Untitled (De Kaai)
Peter De Graaf
Supporters - King Baudouin Foundation
Brussels, Belgium, 2000
De Kaai, a new social assistance centre located in the Anderlecht district in Brussels, was bound as a new building to include a work of art in its premises, given the subsidies received prior to its implementation by the Flemish Infrastructure Fund. But this requirement soon turned into profound consideration of the relations there could be between the artistic creation and the identity of the place. The De Kaai premises are designed to make daily life easier for the elderly and enhance its quality by offering a wide range of activities: IT courses, household services, meals, organization of leisure activities... It is a place of exchange and meetings. The patrons wished to involve the elderly in the scheme to avoid imposing a work on them, but also to encourage them to decide what contemporary art could represent in their lives – something of which most of them had a very limited knowledge. A working party was set up. After several meetings it seemed clear that the artistic project should be integrated into the actual architecture of the place, be capable of conveying a sense of time combining past, present and future, but also of allowing physical perception of the completed work. A visit to museums of contemporary art (MUHKA in Antwerp and SMAK in Ghent) heightened the old people's awareness of creativity, while at the same time allowing them to express the criteria on which their aesthetic interests were based. The works of the Cobra group – Karel Appel in particular – as well as those of Günther Förg or Anselm Kiefer especially engaged their attention. Therefore the medium of painting, expressivity and powerful colours constituted the determining factors that should characterise the future work for De Kaai. That meant it would contribute towards identifying the social structure as a cohesive group while at the same time allowing each individual to feel personally involved.
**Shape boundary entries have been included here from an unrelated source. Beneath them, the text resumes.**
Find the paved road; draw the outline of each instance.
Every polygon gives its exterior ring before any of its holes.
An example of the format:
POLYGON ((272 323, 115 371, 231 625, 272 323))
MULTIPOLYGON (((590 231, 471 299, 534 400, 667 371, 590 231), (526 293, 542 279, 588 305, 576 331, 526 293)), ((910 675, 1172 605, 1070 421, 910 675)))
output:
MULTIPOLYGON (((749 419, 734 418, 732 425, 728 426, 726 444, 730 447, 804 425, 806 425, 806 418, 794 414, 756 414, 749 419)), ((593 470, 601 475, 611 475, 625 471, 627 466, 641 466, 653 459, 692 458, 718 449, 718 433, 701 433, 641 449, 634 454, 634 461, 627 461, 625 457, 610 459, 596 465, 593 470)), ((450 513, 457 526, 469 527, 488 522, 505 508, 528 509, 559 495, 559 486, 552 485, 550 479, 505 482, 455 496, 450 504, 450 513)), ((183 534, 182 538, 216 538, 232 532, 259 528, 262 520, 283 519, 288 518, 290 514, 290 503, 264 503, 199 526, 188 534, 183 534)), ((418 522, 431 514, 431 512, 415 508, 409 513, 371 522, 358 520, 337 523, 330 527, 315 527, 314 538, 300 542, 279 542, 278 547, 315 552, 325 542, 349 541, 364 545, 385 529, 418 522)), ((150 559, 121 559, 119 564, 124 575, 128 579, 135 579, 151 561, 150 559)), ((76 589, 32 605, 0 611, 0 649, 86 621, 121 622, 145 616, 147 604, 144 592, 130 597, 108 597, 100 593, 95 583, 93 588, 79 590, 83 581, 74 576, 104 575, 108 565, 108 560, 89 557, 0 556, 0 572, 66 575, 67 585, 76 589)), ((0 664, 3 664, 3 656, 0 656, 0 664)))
Taking account of the architecture of the premises, the artist suggested designing a work for the inner courtyard. A set of four large ceramic panels was placed on the blind wall. Each of them is determined by one of the four emblems of the suits in playing cards (spades, hearts, clubs, diamonds) to designate the exchange inherent in meetings. The iconography conjures up various temporal factors. Thus, in a mode evoking collage, images of a past memorial to the town are confronted with the drum of a washing machine, or else with dream landscapes that have not yet been discovered. This results in a rich, fluid, shifting perception of the work, which can also suggest the opportunities afforded by electron flow. Moreover the reduction of the images creates a dynamism that is reinforced by the expressive force of the chromatic range, dominated by warm colours.
Peter De Graaf
The mediator, who was involved in the working party right from the start, suggested bringing in the artist Peter de Graaff. The choice of a young artist had in fact quickly become an essential requirement. De Graaff who has been active since the early 1990s belongs to a pictural tradition transposed into a large number of graphic materials. His creative work is also characterised by an obvious interest in figuration apprehended in an interplay of multiple references to the image.